Our health is also influenced by our immediate environment and social circumstances. The government’s decision to strengthen the role of local authorities in public health allows for an inter-sectoral approach to improving health at the local level.

This mirrors the approach being adopted nationally through the Cabinet sub-committee on Public Health. Policies on housing, crime and education all impact on health. Local authorities also have the power to create healthier environments to support behaviour change, for example by promoting and developing leisure facilities and parks, and using planning laws to limit the number of fast food outlets and betting shops.

Emerging lessons from Total Place – now being re-branded as place-based budgets – also suggest there may be some genuine opportunities to use place-based approaches to tackle local health issues. Having the voice of directors of public health at the heart of these decisions is vital.

But there is a real danger that the proposed separation of public health from the NHS, both financially and organisationally, will mean the NHS no longer sees ‘health’ as its responsibility, only health care, and it will focus on treating ill health, not preventing it.

The NHS has a critical role to play in promoting health not just in secondary prevention, but also in primary prevention. A wide range of health professionals, including GPs, practice nurses, pharmacists, midwives, consultants and specialist nurses, have many opportunities to offer brief interventions to support behaviour change, such as smoking cessation or reducing alcohol consumption. They encounter patients at times when they may be open to change – before an operation, after a health scare, when they are feeling ill, or are pregnant.
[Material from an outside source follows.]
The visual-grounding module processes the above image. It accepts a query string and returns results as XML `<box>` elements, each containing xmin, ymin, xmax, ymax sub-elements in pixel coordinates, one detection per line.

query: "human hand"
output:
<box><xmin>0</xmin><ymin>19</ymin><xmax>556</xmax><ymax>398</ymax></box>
However, these opportunities will be taken only if the NHS sees health as its core business, and that means training health professionals in the skills and techniques that work, ensuring they can direct patients to appropriate help and support, and encouraging them to value these activities.

GP-commissioning consortia should have incentives to invest upstream. But if public health funds are held separately and the responsibility for health improvement and prevention sits with local authorities, it is not clear who will make such investments, particularly at a time when funding will be under pressure. The mismatch between the geography of local authorities and GP consortia could make establishing partnerships difficult. The new Outcomes Framework will ensure that consortia are accountable for commissioning high-quality health care, but they must also be accountable for improving the health of their population. GPs will need help with this.

Research by The King’s Fund to be published later this year, including our GP Inquiry and work on the Quality and Outcomes Framework (QOF), suggests that GPs do not prioritise  their role in promoting public health; they are focused more on the patient in front of them. The approach of QOF, which reduces care to items of activity and individual targets, does not help GPs stand back and see the big picture. It can prompt them to identify and manage someone with asthma effectively, but does not help them see that there is a cluster of children with asthma on a local housing estate. They will need access to the data and skills that public health specialists currently bring to commissioning in primary care trusts.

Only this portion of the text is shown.